Britain's residential property construction has enjoyed its strongest year of growth since 1997 following a raft of UK government measures to alleviate the mass housing shortage across the country.
According to the Markit/CIPS construction purchasing managers' index, 2014 marked the best year for UK house building, although the construction sector overall grew at its slowest rate since July 2013.
"While new business growth moderated to its lowest for a year-and-a-half in December, UK construction firms are still highly upbeat about their prospects for output growth in 2015," said Tim Moore, senior economist at Markit.
The construction sector accounts for 6% of the UK economy.
Overall, the index fell to 57.6 in December from 59.4 in November, but readings above 50 denote growth.
According to the Confederation of British Industry (CBI), 240,000 new homes need to be built per year to sate current levels of demand but over 200,000 homes have been delivered in only four out of the last 14 years.
The chronic shortage of supply and increasing demand has meant house prices, on average, have rocketed by 56% nationally since 2004, with a 90% increase in London.
Britain's government has already unveiled a number of voting-friendly home buying policies to boost support ahead of the general election in May 2015.

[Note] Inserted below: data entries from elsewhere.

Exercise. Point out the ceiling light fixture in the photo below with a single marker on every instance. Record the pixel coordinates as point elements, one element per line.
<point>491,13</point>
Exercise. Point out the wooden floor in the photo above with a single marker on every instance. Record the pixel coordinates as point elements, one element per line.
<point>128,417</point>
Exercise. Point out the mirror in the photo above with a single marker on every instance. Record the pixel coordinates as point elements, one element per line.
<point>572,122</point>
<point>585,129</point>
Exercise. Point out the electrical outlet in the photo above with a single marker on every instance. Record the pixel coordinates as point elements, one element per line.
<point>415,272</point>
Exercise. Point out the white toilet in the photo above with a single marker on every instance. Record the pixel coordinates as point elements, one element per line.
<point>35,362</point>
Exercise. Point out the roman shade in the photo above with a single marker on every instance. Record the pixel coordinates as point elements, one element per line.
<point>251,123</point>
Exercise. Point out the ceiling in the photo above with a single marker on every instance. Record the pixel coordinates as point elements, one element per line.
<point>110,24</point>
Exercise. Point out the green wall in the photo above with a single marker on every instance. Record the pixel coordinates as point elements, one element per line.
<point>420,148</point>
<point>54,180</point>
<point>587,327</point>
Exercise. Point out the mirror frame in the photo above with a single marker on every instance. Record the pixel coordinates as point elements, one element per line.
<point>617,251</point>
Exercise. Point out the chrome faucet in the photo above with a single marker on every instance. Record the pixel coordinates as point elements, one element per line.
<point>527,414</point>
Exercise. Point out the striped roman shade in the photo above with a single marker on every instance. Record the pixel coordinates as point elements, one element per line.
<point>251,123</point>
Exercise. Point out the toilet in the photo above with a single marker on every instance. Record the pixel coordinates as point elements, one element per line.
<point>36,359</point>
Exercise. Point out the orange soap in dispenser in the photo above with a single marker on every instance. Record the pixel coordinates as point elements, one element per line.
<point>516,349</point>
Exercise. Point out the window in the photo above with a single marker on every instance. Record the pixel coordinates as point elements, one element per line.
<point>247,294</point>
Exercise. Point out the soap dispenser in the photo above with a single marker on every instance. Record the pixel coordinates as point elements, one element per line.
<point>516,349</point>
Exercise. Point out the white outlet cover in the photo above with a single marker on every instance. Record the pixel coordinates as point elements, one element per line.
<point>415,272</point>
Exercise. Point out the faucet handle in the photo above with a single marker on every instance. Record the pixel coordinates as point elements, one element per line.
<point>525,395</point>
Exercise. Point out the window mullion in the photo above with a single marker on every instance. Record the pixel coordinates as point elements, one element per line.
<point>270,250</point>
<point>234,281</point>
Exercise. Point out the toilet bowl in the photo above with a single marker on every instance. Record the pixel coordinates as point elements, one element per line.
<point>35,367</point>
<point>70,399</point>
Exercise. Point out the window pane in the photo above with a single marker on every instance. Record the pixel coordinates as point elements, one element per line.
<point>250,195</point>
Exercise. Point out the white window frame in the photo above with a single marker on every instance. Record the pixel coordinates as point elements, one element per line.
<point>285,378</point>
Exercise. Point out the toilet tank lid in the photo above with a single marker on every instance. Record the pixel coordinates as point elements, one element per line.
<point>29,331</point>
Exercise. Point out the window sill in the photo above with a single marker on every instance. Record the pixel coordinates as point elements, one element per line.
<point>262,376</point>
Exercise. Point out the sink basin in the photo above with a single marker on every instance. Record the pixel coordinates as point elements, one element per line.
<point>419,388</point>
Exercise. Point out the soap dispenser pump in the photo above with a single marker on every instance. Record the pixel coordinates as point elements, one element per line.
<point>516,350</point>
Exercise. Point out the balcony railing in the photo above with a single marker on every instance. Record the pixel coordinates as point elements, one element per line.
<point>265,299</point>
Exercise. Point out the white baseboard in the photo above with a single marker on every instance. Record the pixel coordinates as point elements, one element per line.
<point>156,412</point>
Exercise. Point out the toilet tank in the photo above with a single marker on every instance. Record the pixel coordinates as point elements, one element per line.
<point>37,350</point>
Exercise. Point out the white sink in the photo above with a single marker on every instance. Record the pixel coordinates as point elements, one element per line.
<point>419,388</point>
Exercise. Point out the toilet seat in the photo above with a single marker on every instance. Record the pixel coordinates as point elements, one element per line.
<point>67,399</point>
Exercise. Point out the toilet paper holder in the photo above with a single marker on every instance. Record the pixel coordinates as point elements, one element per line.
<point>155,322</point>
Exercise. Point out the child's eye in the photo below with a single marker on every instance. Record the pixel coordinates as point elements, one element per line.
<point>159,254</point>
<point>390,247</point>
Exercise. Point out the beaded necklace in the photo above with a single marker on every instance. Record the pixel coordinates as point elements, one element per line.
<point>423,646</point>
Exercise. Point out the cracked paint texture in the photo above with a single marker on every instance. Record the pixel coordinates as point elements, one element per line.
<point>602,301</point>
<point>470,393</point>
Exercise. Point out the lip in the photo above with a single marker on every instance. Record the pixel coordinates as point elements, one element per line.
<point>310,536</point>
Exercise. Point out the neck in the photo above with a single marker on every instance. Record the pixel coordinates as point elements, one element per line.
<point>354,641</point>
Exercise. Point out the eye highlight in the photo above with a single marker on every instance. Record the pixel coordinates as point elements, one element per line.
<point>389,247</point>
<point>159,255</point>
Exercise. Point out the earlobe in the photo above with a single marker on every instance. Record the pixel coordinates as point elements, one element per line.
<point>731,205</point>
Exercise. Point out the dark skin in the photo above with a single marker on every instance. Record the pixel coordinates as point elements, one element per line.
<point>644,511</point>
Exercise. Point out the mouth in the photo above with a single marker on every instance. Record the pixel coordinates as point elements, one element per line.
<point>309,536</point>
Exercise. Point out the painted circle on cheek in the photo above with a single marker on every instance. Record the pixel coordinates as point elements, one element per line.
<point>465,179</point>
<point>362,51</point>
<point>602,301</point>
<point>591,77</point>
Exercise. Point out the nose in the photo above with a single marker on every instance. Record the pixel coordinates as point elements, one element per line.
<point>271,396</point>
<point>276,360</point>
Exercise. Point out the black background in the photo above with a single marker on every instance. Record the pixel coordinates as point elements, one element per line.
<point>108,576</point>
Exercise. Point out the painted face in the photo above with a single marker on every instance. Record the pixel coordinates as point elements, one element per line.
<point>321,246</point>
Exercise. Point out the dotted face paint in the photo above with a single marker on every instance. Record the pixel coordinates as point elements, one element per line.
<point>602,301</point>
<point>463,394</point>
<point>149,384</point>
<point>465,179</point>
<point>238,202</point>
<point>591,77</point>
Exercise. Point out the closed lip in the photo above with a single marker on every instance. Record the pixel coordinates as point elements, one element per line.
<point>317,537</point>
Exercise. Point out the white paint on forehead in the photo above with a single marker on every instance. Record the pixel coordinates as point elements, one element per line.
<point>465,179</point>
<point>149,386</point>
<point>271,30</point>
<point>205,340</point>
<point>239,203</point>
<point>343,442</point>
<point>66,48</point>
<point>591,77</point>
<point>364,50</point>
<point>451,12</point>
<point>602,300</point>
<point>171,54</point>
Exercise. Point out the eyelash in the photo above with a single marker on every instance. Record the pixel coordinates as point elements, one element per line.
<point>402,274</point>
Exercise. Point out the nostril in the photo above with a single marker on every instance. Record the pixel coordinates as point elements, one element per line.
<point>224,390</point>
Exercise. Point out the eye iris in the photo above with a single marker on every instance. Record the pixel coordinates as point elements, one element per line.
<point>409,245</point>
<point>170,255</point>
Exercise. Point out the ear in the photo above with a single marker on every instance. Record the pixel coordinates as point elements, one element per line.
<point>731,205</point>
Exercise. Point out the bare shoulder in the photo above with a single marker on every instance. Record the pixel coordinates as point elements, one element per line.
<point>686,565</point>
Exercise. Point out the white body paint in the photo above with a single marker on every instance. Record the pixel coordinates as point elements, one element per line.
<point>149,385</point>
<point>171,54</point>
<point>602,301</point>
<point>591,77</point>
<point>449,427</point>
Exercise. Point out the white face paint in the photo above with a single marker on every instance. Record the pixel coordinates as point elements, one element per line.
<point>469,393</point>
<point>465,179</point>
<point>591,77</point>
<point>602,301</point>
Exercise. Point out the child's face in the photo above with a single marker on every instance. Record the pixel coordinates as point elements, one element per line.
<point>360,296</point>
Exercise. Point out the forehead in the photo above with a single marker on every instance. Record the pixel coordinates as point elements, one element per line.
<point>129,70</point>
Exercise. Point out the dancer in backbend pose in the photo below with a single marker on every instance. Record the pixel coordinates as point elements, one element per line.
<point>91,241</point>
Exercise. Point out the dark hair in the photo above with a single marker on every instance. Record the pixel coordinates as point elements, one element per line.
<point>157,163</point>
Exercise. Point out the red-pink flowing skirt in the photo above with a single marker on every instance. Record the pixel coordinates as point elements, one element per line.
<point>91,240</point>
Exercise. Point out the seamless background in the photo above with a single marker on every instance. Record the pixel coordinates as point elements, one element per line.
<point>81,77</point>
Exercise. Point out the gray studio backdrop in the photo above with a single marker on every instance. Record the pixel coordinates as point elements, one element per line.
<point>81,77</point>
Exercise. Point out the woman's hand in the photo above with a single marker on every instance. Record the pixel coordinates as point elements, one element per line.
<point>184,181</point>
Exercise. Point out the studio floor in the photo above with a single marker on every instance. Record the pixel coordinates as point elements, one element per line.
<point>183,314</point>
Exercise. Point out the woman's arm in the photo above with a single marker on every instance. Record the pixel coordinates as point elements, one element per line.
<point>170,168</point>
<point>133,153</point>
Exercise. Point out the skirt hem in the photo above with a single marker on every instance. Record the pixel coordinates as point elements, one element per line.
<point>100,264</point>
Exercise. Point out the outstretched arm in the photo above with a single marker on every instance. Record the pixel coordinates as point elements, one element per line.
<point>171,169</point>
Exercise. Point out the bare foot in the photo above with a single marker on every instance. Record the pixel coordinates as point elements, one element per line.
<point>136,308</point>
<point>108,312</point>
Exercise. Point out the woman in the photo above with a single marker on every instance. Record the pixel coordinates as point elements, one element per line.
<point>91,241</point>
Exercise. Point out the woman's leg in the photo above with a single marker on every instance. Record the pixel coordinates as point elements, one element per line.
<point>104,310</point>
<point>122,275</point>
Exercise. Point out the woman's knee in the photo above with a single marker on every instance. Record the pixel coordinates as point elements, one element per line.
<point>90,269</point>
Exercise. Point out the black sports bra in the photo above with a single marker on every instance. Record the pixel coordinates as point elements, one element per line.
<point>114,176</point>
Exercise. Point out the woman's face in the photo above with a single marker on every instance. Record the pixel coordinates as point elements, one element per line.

This includes extending the Funding for Lending Scheme for a longer period of time and offering first-time buyers an unprecedented opportunity to get on the housing ladder.
UK Prime Minister David Cameron confirmed that tens of thousands of young Britons will be able to snap up one of the 100,000 new homes to be built on under-used or unviable brownfield land with a minimum 20% discount.
The government also confirmed that Britain will be able to afford the move because planning costs and levies will be waived in return for a promise from housebuilders of such discounts.
Over 30 housebuilders will benefit from the deal, including Barratt, Persimmon and Taylor Wimpey.